Bullace plums and sloes
So, what have we been up to when not glued to the telly watching sport (Yeah, right!). One nice task was to tour the local hedgerows picking nature's bounty - black berries, sloes and just down the lane from here a couple of trees of the small wild blue-black plums we are fairly sure are known as 'bullace'. They are ripe, soft and sweet like greengages. They are not, as someone suggested, 'damsons'. We KNOW damsons and we have a tree in or orchard and these are not they.

She made a very dark sticky puddle!
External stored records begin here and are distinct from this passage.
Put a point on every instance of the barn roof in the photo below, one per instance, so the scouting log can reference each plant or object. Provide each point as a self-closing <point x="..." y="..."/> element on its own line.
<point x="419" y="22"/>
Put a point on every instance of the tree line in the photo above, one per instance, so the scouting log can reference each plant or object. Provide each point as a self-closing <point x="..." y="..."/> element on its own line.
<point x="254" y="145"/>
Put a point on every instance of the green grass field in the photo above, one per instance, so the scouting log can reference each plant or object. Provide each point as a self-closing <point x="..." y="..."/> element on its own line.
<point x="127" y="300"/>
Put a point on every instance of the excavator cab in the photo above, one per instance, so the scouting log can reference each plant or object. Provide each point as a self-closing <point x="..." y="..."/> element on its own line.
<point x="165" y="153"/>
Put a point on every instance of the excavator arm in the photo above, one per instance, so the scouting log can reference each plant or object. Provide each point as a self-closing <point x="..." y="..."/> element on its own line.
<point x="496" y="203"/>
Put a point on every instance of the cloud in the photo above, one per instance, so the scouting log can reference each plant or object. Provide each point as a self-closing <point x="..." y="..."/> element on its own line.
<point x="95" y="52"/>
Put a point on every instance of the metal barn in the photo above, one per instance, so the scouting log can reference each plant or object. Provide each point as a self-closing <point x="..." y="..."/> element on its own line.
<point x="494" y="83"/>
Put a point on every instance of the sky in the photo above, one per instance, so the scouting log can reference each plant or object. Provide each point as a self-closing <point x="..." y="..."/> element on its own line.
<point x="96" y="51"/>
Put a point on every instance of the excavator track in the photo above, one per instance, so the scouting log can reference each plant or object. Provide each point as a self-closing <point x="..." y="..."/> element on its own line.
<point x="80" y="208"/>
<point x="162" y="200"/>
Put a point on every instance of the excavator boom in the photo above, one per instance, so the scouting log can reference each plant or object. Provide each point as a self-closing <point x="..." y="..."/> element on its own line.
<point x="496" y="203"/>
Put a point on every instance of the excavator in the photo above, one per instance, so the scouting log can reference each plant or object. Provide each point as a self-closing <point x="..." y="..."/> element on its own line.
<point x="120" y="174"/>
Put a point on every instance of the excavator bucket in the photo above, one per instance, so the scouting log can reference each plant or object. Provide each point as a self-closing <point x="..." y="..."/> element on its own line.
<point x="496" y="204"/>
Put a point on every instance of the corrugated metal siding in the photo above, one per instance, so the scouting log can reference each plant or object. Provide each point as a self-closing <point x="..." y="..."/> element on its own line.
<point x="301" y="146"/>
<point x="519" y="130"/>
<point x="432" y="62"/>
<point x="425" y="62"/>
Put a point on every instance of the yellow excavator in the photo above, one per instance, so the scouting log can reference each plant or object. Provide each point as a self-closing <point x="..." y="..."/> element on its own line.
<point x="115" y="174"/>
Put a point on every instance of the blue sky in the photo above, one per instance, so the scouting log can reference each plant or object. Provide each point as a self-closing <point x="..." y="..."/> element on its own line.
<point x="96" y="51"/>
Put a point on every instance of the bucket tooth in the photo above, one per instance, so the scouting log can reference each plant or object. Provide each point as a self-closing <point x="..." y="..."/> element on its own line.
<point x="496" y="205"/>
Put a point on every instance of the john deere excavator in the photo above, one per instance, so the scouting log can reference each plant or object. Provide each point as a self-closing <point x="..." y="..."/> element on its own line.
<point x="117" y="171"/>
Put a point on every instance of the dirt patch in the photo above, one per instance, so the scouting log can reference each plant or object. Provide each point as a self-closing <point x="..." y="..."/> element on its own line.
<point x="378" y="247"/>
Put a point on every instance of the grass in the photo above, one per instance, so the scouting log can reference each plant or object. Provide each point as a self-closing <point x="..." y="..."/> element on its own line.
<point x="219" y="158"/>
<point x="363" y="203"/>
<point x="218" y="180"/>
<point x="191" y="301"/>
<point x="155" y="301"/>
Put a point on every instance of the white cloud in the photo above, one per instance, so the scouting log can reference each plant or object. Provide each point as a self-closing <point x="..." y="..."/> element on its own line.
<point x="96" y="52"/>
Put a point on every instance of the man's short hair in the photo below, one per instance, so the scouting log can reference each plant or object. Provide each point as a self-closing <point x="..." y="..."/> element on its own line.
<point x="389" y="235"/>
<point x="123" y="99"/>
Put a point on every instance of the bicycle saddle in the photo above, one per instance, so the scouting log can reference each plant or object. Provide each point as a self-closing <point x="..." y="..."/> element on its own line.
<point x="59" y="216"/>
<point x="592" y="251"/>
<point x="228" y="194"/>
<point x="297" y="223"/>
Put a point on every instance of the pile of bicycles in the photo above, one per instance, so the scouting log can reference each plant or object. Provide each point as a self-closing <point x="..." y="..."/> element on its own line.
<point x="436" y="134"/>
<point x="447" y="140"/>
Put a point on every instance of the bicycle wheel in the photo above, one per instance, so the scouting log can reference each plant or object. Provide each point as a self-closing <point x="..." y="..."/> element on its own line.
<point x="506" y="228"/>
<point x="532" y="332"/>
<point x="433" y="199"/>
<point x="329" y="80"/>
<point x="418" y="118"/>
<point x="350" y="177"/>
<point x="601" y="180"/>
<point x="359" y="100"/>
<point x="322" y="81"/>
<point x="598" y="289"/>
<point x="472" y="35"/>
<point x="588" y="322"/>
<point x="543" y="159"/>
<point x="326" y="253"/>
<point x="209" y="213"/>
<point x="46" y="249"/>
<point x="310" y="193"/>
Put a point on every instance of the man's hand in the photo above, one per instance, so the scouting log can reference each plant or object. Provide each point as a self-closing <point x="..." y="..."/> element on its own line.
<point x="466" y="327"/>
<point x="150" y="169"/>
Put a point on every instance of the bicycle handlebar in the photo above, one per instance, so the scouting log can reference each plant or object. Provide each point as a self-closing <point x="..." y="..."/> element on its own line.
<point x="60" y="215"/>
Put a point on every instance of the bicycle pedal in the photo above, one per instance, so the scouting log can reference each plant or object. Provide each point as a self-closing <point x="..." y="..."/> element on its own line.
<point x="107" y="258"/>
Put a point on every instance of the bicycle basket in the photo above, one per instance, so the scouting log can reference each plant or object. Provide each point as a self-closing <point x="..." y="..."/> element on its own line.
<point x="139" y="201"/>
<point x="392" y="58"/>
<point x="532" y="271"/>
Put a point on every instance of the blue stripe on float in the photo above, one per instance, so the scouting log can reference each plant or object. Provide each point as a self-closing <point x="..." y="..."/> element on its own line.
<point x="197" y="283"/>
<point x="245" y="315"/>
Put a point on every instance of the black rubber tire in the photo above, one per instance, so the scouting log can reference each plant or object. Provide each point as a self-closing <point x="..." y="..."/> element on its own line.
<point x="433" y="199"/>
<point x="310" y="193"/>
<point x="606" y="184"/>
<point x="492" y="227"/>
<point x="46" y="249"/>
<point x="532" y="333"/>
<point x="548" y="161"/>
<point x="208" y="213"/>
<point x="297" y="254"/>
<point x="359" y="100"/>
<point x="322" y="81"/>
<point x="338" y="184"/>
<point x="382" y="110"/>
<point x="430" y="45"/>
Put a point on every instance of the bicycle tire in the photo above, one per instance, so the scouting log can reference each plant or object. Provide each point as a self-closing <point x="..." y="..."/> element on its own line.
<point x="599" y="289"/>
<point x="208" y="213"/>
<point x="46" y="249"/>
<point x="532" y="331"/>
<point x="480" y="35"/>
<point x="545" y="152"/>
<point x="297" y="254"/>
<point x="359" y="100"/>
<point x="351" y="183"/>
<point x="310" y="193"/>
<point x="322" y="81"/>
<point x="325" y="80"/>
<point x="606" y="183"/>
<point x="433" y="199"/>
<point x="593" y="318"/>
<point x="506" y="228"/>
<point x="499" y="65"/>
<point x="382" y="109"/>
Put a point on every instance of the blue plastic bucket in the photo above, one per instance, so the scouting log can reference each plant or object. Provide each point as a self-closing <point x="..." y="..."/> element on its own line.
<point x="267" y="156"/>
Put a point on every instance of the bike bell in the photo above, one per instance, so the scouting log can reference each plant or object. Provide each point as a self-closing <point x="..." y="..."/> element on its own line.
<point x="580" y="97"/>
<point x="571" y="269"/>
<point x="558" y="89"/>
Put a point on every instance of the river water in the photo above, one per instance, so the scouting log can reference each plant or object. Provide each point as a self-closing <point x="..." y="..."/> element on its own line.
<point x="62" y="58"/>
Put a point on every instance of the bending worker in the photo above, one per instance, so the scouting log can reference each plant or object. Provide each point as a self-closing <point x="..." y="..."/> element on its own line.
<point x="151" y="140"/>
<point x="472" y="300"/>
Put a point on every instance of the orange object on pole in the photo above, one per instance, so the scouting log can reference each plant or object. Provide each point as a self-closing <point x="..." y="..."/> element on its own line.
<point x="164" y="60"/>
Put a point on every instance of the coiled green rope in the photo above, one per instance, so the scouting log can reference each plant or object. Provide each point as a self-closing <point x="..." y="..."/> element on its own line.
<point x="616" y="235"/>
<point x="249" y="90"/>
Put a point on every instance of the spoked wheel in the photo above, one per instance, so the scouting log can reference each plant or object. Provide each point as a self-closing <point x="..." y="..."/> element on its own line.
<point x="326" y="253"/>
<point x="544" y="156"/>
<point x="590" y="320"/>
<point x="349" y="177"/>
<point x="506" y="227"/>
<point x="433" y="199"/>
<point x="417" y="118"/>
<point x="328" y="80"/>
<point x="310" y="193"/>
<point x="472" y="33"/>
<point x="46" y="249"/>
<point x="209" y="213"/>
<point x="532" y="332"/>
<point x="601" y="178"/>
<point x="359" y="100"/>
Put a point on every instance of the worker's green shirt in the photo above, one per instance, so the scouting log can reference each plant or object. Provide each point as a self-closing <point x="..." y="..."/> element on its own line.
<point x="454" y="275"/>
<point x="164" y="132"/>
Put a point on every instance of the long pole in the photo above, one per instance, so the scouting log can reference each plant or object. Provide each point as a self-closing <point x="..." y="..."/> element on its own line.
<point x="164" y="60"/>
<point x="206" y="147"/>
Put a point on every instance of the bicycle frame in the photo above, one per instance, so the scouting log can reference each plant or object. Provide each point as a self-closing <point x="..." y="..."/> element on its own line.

Bullace 'cheese'. 
The sloes have not yet had the necessary first frost but we have picked them anyway and they will get a night or two in our freezer before being converted into sloe gin. The bullace plums got a whole new treatment - being used for 'cheese' and also for 'leather'. I'd heard of the former but not the latter. 'Cheese' in this sense is a clear, very firm, super-concentrated jelly. It is intensely flavoured and you cut the set slab into small rectangles which then get sliced at the table to have with your cheese-board. Nom nometty nom!

Our James Grieves apples and blackberries from local hedges
The 'leather' is a fun confection mainly for the kids. You smear smaller amounts of the hot (cheese) jelly onto grease-proof paper as thin as (you guessed it) leather. When the smear is set you peel the paper off the back and cut the thin jelly into strips so that the kids (or adults of course) can eat them like liquorice shoe-laces. The blackberries and apples became a rather lovely tart. It's all very 'mellow fruitfulness' round here at the moment.

A very sleepy bumble bee on Sedum spectabile
I think that'll do us for this one. Good Luck now.
Mum looks a bit weary about the eyes. 4 kids under a week old.